Financement du cinéma : Filippetti défend le système français

Par @Culturebox
Mis à jour le 05/01/2013 à 17H08, publié le 05/01/2013 à 15H30
La ministre de la Culture Aurélie Filippetti à Cannes (21 mai 2012)

La ministre de la Culture Aurélie Filippetti à Cannes (21 mai 2012)

© Valery Hache / AFP

"Les films à gros budget sont financés par les chaînes de télévision", déclare samedi dans Le Monde la ministre de la Culture Aurélie Filippetti, alors que la polémique fait rage sur le thème "les acteurs gagnent trop". Elle défend le mode de financement du cinéma français, "un système vertueux" qui, selon elle, "permet de soutenir les films de la diversité"

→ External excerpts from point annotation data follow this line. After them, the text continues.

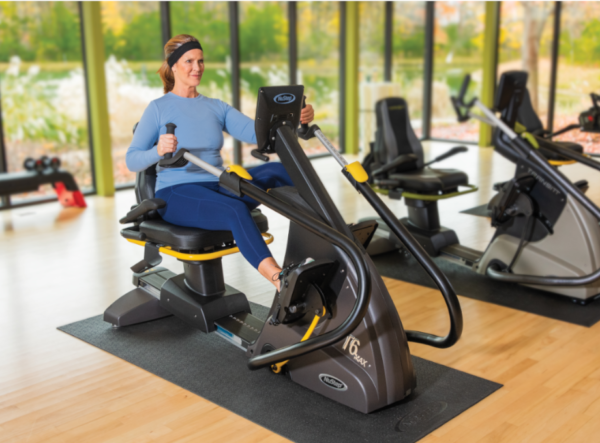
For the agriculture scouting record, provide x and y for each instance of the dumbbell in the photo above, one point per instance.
(29, 164)
(53, 162)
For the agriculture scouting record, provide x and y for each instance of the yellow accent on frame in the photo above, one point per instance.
(276, 368)
(200, 257)
(239, 170)
(357, 172)
(519, 128)
(531, 139)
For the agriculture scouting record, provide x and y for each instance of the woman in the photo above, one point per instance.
(193, 196)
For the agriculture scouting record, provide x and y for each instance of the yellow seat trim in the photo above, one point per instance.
(239, 170)
(357, 172)
(200, 257)
(561, 162)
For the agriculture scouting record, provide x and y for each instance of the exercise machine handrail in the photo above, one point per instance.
(439, 278)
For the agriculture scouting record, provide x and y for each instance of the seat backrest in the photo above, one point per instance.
(527, 115)
(145, 183)
(395, 135)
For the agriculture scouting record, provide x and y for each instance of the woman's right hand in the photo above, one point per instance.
(166, 143)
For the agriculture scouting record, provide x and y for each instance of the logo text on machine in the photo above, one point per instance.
(284, 98)
(352, 344)
(333, 382)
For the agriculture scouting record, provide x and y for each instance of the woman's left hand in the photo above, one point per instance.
(307, 115)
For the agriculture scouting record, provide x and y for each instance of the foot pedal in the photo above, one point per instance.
(296, 282)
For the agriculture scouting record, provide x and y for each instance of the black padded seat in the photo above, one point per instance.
(430, 180)
(551, 155)
(192, 239)
(529, 118)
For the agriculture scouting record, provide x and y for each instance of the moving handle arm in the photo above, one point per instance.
(359, 179)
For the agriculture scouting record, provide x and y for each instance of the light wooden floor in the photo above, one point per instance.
(59, 266)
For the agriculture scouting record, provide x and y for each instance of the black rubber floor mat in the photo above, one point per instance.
(480, 211)
(214, 369)
(469, 284)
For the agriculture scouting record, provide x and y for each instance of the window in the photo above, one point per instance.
(42, 87)
(370, 68)
(525, 43)
(264, 58)
(458, 50)
(409, 57)
(319, 65)
(133, 44)
(578, 69)
(209, 23)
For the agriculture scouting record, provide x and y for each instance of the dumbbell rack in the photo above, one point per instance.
(40, 172)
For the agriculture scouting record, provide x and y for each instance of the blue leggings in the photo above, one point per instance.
(206, 205)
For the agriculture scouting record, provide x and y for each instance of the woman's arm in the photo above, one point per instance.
(142, 153)
(238, 125)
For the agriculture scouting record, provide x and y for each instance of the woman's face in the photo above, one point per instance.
(189, 68)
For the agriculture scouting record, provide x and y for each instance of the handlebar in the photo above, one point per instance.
(440, 279)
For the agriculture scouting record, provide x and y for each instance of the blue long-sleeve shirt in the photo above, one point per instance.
(200, 124)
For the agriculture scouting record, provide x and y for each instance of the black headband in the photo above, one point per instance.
(176, 55)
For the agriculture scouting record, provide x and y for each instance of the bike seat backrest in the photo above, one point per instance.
(527, 115)
(509, 95)
(145, 181)
(395, 135)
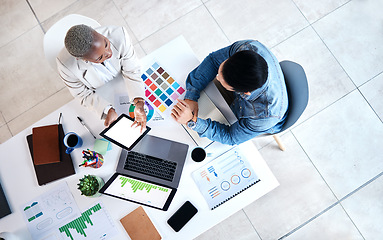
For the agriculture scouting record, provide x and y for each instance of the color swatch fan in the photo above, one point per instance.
(161, 90)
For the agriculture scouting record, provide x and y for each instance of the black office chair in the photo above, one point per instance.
(297, 92)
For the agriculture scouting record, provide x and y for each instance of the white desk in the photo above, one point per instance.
(20, 185)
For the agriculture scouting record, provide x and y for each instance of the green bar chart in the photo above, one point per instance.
(138, 185)
(92, 224)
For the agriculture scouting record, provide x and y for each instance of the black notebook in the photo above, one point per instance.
(49, 172)
(4, 207)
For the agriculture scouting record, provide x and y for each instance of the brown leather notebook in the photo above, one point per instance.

"Ce n'est pas l'argent public qui sert à financer" les gros cachets, déclare la ministre. "Le système de régulation permet au contraire de soutenir prioritairement les films de la diversité", explique Aurélie Filippetti.
 
Les aides du CNC sont "marginales" pour les gros cachets
"D'ailleurs ces cachets supérieurs à un million d'euros concernent dix films par an", poursuit-elle. "Ce sont des films à gros budget pour lesquels les aides du CNC (Centre  national du cinéma) sont marginales car dégressives et qui sont financés par des chaînes de télévision", déclare la ministre.
 
"C'est à cet endroit-là qu'il peut y avoir des difficultés : les chaînes de télévision privées concentrent de plus en plus leurs investissements sur des films à plus de 7 millions d'euros de budget", déplore-t-elle.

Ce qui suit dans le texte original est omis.